Halfway through the season, the New England Patriots have the same number of losses they compiled the last two years en route to winning back-to-back Super Bowls.
Still, they’re alone atop the AFC East.
That could change this week because as unlikely as it may seem, the Miami Dolphins can move into a first-place tie with the Patriots if Nick Saban can win his first matchup against former mentor Bill Belichick.
No team in the AFC East is above .500, leaving New England at the top with a 4-4 record. The Patriots went 34-4 the last two seasons, but numerous injuries and the offseason departure of their offensive and defensive coordinators have taken a toll.
The Dolphins, coming off a 4-12 season and believed to be rebuilding under Saban, have lost four of five games but will share the division lead with a victory Sunday. Buffalo could make it a three-way tie, going into the weekend a game back with Miami at 3-5.
New England again looks to avoid losing consecutive games for the first time since December 2002. The Patriots have alternated wins and losses through the season’s first eight games following Monday night’s 40-21 home defeat to Indianapolis.
“We need to play better and we’ve got to fight harder,” Tom Brady said. “And give a lot of credit to the Colts. They played really well. I think we just made too many mistakes. And there’s a lot of football left.”
The Patriots still have five division games remaining. They’ve won 11 of their last 12 contests against AFC East foes.
“We’ve got a lot of division games and, hopefully, we can turn it around,” Brady said.
While Brady has been about the only consistently solid performer for the Patriots, the quarterback position in Miami has been a weakness.
Saban, though, is sticking with Gus Frerotte as his starter despite the 12-year veteran ranking 29th in the league in passing and failing to throw for 200 yards in three straight games. Many fans in Miami have been calling for backup Sage Rosenfels, who has started one game in five NFL seasons.

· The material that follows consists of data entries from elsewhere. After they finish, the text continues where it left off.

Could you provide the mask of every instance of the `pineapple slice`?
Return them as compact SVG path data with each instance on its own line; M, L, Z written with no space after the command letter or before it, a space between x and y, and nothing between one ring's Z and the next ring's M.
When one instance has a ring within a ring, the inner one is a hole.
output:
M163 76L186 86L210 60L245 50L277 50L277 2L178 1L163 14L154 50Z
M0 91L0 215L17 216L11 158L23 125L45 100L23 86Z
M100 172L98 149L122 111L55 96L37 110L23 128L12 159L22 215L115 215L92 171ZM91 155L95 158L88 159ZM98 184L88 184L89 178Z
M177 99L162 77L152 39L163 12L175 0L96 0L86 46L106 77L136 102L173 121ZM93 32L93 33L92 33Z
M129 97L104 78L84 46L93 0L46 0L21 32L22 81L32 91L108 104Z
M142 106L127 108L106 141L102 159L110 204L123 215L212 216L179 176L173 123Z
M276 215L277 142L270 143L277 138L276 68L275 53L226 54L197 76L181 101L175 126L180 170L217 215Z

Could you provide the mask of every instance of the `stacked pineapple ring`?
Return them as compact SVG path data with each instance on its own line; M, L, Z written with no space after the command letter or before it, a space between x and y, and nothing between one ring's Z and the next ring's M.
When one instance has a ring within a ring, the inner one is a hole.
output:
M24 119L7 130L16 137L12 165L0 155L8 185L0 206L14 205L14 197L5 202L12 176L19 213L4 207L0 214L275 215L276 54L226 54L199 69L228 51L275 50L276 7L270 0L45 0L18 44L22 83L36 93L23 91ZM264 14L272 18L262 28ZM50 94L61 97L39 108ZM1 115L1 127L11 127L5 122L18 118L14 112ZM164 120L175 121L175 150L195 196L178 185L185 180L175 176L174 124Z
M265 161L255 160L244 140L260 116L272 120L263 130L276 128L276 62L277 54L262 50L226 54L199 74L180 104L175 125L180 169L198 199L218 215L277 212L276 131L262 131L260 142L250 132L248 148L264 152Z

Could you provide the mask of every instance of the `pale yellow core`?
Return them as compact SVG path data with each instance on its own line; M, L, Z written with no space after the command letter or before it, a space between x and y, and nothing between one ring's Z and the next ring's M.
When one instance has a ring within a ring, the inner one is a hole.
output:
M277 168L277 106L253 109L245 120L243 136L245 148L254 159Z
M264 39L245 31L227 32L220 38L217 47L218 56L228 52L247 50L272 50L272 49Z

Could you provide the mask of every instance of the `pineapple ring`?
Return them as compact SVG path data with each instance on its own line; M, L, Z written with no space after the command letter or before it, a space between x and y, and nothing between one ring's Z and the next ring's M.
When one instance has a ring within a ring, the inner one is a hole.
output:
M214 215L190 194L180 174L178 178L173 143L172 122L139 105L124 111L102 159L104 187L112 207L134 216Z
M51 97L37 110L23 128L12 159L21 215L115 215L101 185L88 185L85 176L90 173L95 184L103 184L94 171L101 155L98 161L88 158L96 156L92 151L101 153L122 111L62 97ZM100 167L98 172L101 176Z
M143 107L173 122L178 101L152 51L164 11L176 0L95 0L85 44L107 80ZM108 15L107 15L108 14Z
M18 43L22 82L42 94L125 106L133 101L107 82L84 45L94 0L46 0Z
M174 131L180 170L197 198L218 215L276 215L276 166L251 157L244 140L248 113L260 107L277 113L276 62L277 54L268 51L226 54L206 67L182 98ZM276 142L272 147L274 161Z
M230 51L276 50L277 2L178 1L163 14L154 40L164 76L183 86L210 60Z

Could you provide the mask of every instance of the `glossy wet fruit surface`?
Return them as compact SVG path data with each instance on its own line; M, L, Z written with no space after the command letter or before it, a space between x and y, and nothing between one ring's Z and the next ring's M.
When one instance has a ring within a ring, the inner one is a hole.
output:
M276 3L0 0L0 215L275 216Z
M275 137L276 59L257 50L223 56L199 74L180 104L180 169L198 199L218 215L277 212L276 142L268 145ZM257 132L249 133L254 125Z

“It’s a slippery slope when you start doing that,” Saban said of switching quarterbacks. “Now you really create a lot of chemistry issues.”
In last week’s 17-10 loss to Atlanta, Frerotte had a season-low 103 yards and threw his ninth interception of the season on the Dolphins’ final play, when they were on the verge of forcing overtime.
Miami has not scored more than 21 points in five consecutive games, but faces a New England defense that has not looked like a typical Belichick-led unit.
The Patriots, who lost cornerback Duane Starks to a season-ending shoulder injury this week, have surrendered at least 28 points in four of five games. The 220 points they’ve given up this year are just 40 shy of what they allowed all of last season.
Defense, though, remains the specialty of both coaches.
When Belichick was Browns coach in the early 1990s, he hired Saban as his defensive coordinator. The duo spent four years together in Cleveland and have remained close.
“We’re friends and we come from the same coaching philosophy,” Belichick said. “The things he runs I understand and the thing I run he understands.”
Saban is likely to call for a lot of running plays against Belichick’s defense.
After rushing for only 92 yards on 34 carries in his first two games, Brown has run for 519 yards and three touchdowns over his last six contests. Williams has gained 134 yards on 27 attempts over the last two weeks.
“We look like a really good team when (Nos.) 23 and 34 have the ball,” Saban said. “Sometimes when we’re doing other things, we don’t look quite as good.”
Running the ball hasn’t been as easy for New England. Corey Dillon, battling an ankle injury, is averaging a career-low 3.5 yards per carry and has rushed for 441 yards through eight games. He had 900 at the midway point last season.